On the hike down from the lake this evening, I noticed - I always notice - that the trail gets busier and busier the closer one gets to the trailhead and parking lot. The people get fatter. The kids get more numerous. The attitude (mine) gets worse. Just hundreds of yards from the trailhead one will see fat suburban women wearing flip-flops, smoking, and screaming at unruly children who are literally climbing over the "stay on the trail" signs. One will see teenagers with their headphones on and people of all ages pecking away at their iPhones. One will smell a thousand different perfumes, deodorants, fabric softeners, shampoos, cigarettes and other toxic aromas from "real life" in the city. One will find cigarette butts and trash on the ground, and a hundred other signs that the ignorant, uncaring masses have descended upon the "easy" parts of the park to get their snapshot on the family vacation. I push through, and I keep my mouth shut. What, after all, can be done? Why can't these people switch off the city for a day? Why can't these people come into nature with the reverence these wild places deserve? Nature is not some playground for dumping your kids in. In my mind these are sacred spaces, not just that overgrown area outside of your suburban shithole.

It's always like this. All of the prettiest places I've been are being loved to death, most especially by the people who can't come into the country without bringing the city with them. It's always a nasty shock for me after I spend time in a relatively pristine wilderness and then step back into the urban machine. Most people are like predictable, selfish little drones. If you build it, they will come. Give them their iPhones and their fast food and their artificial lives and they will flock to you by the millions. They are mesmerized by shiny things, things that whirr and beep and give offer instant gratification. They like the illusion of material wealth, and the superficial trappings of a civilization that can never have enough.
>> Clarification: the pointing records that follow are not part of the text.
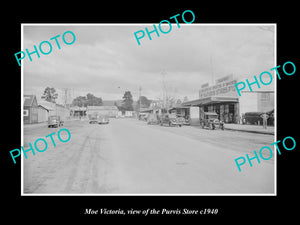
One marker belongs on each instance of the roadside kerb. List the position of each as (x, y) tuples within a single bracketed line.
[(245, 128)]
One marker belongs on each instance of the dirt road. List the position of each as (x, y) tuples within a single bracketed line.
[(128, 156)]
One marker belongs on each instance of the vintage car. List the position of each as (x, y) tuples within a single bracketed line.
[(103, 120), (210, 120), (184, 121), (152, 119), (93, 118), (99, 119), (171, 120), (55, 121)]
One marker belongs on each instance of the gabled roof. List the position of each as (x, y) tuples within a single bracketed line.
[(30, 100)]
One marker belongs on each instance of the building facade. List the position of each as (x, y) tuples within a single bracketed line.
[(30, 109), (223, 99)]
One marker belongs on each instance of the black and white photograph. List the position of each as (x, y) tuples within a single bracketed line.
[(144, 109)]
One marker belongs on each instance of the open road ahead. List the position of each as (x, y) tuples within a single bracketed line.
[(128, 156)]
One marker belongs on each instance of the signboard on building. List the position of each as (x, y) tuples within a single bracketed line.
[(223, 87), (204, 85), (224, 79)]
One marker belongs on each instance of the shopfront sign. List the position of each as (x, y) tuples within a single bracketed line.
[(222, 88)]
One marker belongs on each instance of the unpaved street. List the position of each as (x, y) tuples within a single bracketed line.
[(128, 156)]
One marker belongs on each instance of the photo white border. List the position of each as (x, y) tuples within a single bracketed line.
[(151, 194)]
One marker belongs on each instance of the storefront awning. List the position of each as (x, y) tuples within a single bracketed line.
[(210, 100)]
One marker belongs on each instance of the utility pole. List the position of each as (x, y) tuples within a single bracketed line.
[(163, 73), (140, 90)]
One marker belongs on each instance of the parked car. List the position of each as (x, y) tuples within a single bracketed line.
[(171, 120), (55, 121), (184, 121), (211, 121), (103, 120), (152, 119), (93, 118)]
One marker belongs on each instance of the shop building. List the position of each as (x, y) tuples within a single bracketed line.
[(222, 98), (30, 109)]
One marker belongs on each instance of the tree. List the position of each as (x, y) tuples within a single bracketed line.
[(49, 94), (127, 102), (93, 100), (145, 102)]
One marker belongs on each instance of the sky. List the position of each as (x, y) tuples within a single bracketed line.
[(106, 60)]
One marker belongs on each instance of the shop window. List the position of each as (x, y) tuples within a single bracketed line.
[(265, 97)]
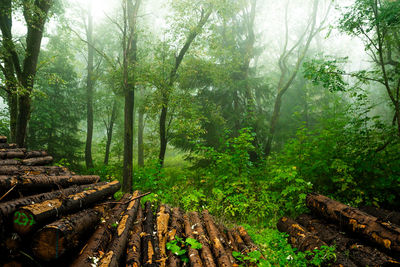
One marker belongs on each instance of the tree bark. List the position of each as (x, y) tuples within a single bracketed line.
[(30, 217), (386, 236), (140, 138), (101, 238), (89, 90), (55, 239), (117, 248)]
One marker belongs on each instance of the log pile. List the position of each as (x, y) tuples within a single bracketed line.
[(50, 216), (362, 237)]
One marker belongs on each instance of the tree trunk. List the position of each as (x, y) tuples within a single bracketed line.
[(110, 132), (369, 227), (32, 216), (140, 138), (117, 248), (89, 90), (53, 240)]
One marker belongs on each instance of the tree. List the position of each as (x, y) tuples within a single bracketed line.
[(20, 78), (287, 75)]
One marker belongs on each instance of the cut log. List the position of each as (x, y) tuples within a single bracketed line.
[(201, 235), (12, 154), (383, 215), (33, 170), (7, 146), (357, 251), (119, 242), (44, 182), (162, 233), (38, 161), (53, 240), (147, 244), (383, 234), (213, 233), (35, 154), (32, 216), (176, 229), (101, 238), (133, 250), (194, 257)]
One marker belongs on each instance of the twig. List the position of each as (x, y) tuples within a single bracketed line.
[(7, 192)]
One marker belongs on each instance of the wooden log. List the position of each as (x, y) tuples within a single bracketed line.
[(55, 239), (30, 217), (119, 242), (133, 250), (11, 154), (194, 257), (37, 161), (359, 253), (176, 229), (36, 154), (3, 139), (383, 234), (33, 170), (383, 215), (101, 238), (44, 182), (217, 246), (201, 235), (147, 243), (163, 216)]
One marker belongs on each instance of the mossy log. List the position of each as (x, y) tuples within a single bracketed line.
[(33, 170), (383, 234), (117, 247), (163, 216), (102, 236), (194, 256), (175, 229), (149, 258), (54, 239), (200, 234), (44, 182), (32, 216), (213, 233), (133, 250), (358, 252)]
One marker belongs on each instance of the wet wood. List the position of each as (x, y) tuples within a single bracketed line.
[(117, 247), (383, 234), (163, 216), (147, 243), (194, 257), (214, 235), (175, 229), (32, 216), (200, 234), (359, 253), (133, 250), (53, 240), (101, 238)]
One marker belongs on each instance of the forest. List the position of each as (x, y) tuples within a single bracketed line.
[(244, 108)]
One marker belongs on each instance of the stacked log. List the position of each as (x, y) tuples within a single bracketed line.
[(50, 216), (360, 238)]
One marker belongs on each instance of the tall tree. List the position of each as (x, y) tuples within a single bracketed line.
[(131, 9), (90, 79), (288, 74), (21, 77)]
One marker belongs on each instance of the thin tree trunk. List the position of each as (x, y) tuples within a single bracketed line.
[(89, 91), (140, 138), (110, 132)]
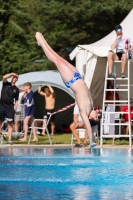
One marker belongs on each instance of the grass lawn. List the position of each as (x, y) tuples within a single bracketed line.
[(64, 138)]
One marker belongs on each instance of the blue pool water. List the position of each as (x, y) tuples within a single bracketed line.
[(66, 174)]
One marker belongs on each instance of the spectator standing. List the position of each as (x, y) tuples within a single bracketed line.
[(9, 102), (122, 43), (29, 111)]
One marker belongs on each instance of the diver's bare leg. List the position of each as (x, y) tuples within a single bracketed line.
[(65, 68)]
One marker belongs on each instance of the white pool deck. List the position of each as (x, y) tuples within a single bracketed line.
[(61, 146)]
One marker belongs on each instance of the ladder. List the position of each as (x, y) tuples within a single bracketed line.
[(116, 103)]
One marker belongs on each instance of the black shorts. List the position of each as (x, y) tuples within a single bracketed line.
[(46, 116), (119, 55), (6, 112), (93, 122)]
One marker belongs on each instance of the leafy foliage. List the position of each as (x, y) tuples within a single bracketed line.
[(63, 23)]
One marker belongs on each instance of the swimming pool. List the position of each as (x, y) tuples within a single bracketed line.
[(66, 174)]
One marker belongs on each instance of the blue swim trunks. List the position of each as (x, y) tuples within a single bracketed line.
[(76, 77)]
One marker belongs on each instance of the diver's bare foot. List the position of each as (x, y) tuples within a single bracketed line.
[(23, 139), (93, 115), (34, 140)]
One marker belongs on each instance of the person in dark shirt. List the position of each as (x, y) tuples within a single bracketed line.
[(29, 110), (9, 102)]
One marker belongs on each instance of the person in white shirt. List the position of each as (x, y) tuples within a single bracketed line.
[(78, 123), (122, 43)]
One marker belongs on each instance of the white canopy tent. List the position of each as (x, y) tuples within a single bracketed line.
[(91, 61), (64, 95)]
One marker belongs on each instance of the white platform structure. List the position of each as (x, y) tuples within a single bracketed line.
[(109, 110), (91, 61)]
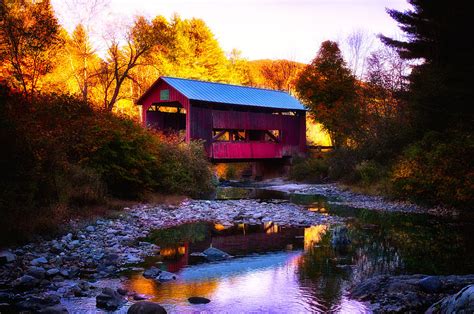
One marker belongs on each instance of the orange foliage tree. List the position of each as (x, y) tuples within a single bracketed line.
[(29, 34)]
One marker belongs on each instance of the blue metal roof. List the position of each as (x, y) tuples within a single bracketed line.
[(233, 94)]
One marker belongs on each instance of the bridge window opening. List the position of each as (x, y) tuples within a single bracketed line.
[(169, 118), (221, 135)]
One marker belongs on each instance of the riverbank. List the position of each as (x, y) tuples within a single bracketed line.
[(413, 293), (96, 255), (38, 275), (338, 194)]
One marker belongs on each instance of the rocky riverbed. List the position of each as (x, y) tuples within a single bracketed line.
[(338, 195), (38, 276), (417, 293)]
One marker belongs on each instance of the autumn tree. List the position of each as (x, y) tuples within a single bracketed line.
[(238, 68), (359, 44), (29, 34), (116, 69), (328, 89), (439, 38), (82, 60)]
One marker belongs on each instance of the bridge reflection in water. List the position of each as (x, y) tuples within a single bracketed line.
[(265, 274)]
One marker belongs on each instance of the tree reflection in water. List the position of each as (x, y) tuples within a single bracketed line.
[(313, 275)]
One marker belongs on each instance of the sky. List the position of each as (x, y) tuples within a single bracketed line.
[(260, 29)]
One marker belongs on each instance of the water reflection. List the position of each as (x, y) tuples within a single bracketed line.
[(274, 280), (278, 269)]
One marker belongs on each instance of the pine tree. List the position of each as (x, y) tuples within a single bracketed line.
[(439, 34)]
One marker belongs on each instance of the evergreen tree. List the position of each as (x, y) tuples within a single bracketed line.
[(438, 34)]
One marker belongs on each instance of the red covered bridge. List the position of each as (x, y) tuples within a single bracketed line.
[(236, 122)]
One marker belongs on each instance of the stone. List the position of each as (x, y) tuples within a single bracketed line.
[(151, 272), (461, 302), (430, 284), (55, 309), (138, 297), (37, 272), (52, 272), (109, 300), (39, 261), (6, 257), (165, 276), (25, 282), (56, 248), (198, 300), (340, 236), (122, 291), (146, 307), (212, 254)]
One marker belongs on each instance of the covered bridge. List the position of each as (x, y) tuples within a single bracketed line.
[(237, 122)]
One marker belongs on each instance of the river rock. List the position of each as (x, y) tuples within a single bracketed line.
[(430, 284), (39, 261), (6, 257), (55, 309), (340, 236), (461, 302), (25, 282), (198, 300), (109, 300), (52, 272), (151, 272), (165, 276), (213, 254), (402, 294), (37, 272), (146, 307)]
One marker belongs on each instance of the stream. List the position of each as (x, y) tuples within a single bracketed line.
[(287, 268)]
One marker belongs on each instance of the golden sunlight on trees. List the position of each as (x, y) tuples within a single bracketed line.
[(140, 39), (328, 88), (29, 33)]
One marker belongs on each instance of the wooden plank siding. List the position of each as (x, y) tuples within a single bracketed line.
[(246, 150), (202, 118)]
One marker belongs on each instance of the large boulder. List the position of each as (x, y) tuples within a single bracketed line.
[(146, 307), (6, 257), (340, 237), (37, 272), (198, 300), (109, 300), (25, 282), (212, 254), (461, 302), (55, 309), (165, 276), (430, 284), (151, 272)]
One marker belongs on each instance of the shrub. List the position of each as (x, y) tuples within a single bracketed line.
[(342, 162), (309, 169), (58, 156), (437, 169), (370, 172)]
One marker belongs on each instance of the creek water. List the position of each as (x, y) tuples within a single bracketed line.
[(287, 270), (277, 269)]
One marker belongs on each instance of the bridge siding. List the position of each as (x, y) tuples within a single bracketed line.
[(200, 121)]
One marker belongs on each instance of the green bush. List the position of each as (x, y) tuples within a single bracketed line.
[(59, 156), (342, 162), (439, 169), (309, 170), (369, 172)]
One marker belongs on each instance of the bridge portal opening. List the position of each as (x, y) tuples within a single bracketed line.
[(170, 118)]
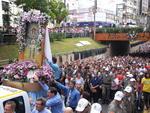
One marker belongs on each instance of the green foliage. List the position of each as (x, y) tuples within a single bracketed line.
[(56, 36), (41, 5), (119, 30), (57, 10)]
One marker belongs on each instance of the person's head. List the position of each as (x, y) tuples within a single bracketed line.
[(52, 92), (72, 84), (68, 110), (86, 95), (9, 107), (132, 81), (147, 75), (83, 106), (40, 104), (119, 96), (128, 91), (54, 60), (96, 108)]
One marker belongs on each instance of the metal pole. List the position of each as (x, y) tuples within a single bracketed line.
[(65, 21), (94, 12)]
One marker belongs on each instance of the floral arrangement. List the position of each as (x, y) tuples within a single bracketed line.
[(19, 71), (44, 73), (32, 16)]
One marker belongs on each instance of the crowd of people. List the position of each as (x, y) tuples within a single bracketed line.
[(122, 83), (83, 86)]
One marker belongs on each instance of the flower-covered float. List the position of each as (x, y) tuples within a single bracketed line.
[(30, 73)]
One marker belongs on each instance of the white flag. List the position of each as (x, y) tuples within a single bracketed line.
[(47, 48)]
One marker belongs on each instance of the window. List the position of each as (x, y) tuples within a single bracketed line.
[(5, 6), (20, 106), (6, 20)]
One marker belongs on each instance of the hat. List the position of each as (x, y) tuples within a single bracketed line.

As for me, if you build it I will leave. A more perfect system cannot exist than that which nature designed. The Earth in all her complexity is a perfect system that constantly creates, destroys, and recycles so that new things may be born: mountains, oceans, rivers, life. Here in the mountains can be found all of the things I could ever need to be healthy and happy: deer, elk, rabbit, bison, pronghorn, fish and turkey for food, shelter and ornamentations. Meat is for eating. Bone is for making tools and weapons. Hide is for shelters and clothing. There are edible and medicinal plants such as service berries, wild raspberries and strawberries, currants, cottonwood, mariposa lilies, yucca, mushrooms, and hundreds more. There are plants for making string, rope and dyes. If one has good food, clean water, a warm safe place to call home and loved ones to share it all with, what more could one possibly want or need? How could an iPhone or a shopping mall really enhance these most basic of human needs and comforts? Instead of sitting alone typing my thoughts on some lifeless, glowing box, I could be sitting around a cozy fire talking with real people; perhaps telling stories or talking about what a great day I had catching fish, and perhaps sharing a good haul of roasted fish with my loved ones. But that is not our world. In our world, some of us step into reality when the weekend comes and we are granted a reprieve from the Matrix. We are allowed, for a short time, to tiptoe through the unadulterated system that truly sustains us. Then on Monday we must go back into The Machine, back into the artificial world where we are told what to eat and how to live and what's fashionable, where we live by the clock and calendar under artificial light, eat toxic "food" and sit mesmerized by television and all it's mind-numbing power.

And now I must go to bed. The Machine is expecting me at 8AM.